The Gnumeric spreadsheet application comes with a command line utility called ssconvert that can convert between a variety of spreadsheet formats:
$ ssconvert Book1.xlsx newfile.csv
Using exporter Gnumeric_stf:stf_csv
$ cat newfile.csv
Foo,Bar,Baz
1,2,3
123.6,7.89,
2012/05/14,,
The,last,Line
To install on Ubuntu:
apt-get install gnumeric
To install on Mac:
brew install gnumeric
You can do this with LibreOffice:
libreoffice --headless --convert-to csv $filename --outdir $outdir
For reasons not clear to me, you might need to run this with sudo.
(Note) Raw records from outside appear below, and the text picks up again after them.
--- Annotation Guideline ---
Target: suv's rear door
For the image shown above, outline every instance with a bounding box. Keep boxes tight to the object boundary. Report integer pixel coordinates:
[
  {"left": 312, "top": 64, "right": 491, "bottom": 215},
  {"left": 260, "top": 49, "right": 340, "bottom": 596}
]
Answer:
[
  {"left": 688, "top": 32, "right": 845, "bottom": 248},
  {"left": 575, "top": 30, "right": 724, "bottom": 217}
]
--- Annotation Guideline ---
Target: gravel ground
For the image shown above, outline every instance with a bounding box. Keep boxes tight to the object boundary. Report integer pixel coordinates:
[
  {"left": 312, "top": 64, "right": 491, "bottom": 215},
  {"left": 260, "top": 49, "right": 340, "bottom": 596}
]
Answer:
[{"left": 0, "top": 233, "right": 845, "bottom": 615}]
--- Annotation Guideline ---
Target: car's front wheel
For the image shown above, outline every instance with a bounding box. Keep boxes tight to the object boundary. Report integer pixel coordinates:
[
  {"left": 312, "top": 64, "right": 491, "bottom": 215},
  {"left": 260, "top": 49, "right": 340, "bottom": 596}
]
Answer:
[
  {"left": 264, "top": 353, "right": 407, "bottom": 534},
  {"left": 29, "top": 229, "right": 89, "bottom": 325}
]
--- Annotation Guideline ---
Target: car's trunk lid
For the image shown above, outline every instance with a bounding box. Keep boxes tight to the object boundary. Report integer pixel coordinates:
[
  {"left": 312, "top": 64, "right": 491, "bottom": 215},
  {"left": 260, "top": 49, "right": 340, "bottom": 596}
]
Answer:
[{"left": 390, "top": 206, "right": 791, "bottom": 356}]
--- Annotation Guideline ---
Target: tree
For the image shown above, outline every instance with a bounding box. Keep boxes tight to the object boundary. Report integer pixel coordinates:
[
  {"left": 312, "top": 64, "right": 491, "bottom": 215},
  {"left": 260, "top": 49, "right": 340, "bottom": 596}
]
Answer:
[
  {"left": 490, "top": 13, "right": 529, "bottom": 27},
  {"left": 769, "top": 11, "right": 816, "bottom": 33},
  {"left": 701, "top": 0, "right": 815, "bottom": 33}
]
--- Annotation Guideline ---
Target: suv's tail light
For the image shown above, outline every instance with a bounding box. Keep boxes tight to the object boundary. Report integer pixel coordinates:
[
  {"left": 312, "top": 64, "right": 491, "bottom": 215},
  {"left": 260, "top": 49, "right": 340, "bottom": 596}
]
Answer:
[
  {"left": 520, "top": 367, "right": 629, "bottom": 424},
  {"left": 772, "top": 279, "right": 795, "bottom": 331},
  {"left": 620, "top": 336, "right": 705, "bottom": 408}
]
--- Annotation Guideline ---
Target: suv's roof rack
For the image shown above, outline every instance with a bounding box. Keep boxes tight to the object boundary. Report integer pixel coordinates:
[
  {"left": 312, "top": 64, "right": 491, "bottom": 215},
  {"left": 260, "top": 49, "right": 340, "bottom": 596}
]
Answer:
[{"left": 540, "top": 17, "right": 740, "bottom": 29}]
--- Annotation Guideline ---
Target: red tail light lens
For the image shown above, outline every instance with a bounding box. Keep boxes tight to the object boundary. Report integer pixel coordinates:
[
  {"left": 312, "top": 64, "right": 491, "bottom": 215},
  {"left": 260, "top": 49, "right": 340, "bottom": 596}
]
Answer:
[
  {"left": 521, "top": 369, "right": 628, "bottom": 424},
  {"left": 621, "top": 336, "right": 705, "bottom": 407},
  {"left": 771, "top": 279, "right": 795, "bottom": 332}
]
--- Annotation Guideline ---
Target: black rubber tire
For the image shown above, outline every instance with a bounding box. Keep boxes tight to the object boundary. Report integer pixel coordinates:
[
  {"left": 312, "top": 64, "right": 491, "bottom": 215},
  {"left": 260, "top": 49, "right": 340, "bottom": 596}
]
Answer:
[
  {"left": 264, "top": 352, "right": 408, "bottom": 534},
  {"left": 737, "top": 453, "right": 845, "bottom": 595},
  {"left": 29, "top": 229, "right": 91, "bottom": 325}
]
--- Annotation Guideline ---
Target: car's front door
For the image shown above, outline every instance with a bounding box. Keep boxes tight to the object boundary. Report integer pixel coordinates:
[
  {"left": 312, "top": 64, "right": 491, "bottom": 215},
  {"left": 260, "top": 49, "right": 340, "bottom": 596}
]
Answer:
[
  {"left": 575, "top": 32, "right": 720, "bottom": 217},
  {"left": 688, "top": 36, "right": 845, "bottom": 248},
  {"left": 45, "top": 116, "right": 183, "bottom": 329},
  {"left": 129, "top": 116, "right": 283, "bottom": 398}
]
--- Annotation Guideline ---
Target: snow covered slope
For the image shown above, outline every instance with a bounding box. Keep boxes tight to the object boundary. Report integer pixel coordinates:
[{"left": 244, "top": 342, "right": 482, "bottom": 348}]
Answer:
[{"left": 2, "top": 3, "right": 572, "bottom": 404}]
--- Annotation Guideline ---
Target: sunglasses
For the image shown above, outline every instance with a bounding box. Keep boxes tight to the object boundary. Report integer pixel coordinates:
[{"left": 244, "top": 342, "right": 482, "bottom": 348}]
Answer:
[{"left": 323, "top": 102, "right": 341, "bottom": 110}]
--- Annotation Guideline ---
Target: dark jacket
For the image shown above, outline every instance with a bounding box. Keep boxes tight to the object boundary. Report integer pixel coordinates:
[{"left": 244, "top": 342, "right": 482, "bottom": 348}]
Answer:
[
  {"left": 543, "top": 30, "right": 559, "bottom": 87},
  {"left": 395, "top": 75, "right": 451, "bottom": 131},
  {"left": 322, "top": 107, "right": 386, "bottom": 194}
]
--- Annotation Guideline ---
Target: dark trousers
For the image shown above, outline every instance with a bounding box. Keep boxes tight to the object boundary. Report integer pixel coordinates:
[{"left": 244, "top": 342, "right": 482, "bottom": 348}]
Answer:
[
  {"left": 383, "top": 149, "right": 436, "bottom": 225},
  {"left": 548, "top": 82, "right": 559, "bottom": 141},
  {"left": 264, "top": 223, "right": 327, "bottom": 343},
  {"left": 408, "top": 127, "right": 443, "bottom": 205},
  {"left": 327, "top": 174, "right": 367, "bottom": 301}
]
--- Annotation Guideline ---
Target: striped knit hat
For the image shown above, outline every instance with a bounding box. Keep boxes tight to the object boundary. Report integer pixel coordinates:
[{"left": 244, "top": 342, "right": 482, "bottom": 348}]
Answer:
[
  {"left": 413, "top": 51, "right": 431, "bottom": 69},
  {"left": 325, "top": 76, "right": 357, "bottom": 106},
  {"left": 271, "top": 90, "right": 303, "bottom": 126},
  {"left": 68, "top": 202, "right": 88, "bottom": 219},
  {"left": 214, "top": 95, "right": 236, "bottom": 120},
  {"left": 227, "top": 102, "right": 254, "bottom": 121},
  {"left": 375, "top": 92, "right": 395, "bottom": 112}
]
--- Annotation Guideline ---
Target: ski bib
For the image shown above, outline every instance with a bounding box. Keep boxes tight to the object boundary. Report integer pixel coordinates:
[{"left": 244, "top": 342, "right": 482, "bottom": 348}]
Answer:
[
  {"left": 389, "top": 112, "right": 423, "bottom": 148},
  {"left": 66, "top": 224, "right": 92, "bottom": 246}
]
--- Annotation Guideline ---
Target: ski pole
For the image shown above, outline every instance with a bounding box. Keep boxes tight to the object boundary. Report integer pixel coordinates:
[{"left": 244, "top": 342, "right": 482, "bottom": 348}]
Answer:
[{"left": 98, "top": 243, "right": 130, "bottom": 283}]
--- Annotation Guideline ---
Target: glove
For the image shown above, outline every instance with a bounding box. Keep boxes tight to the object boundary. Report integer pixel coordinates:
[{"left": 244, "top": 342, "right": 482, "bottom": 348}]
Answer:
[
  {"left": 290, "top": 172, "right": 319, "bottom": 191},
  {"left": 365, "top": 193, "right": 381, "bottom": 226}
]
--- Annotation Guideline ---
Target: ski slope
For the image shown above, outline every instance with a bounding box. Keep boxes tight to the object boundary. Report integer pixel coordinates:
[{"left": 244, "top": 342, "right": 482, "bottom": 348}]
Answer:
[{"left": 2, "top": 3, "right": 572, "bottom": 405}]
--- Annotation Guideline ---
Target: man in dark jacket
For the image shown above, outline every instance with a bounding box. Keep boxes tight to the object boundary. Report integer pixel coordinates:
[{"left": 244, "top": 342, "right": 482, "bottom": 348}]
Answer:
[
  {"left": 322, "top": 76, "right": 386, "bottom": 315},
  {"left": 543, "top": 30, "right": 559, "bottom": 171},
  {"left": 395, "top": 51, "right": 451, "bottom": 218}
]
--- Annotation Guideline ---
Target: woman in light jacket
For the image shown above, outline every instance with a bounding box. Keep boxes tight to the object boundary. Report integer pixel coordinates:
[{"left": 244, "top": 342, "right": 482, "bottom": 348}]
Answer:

You can make LibreOffice work with sudo without requiring a password by adding this line to you sudoers file:
users ALL=(ALL) NOPASSWD: libreoffice
If you already have a Desktop environment then I'm sure Gnumeric / LibreOffice would work well, but on a headless server (such as Amazon Web Services), they require dozens of dependencies that you also need to install.
I found this Python alternative:
https://github.com/dilshod/xlsx2csv
$ easy_install xlsx2csv
$ xlsx2csv file.xlsx > newfile.csv
Took 2 seconds to install and works like a charm.
If you have multiple sheets you can export all at once, or one at a time:
$ xlsx2csv file.xlsx --all > all.csv
$ xlsx2csv file.xlsx --all -p '' > all-no-delimiter.csv
$ xlsx2csv file.xlsx -s 1 > sheet1.csv
He also links to several alternatives built in Bash, Python, Ruby, and Java.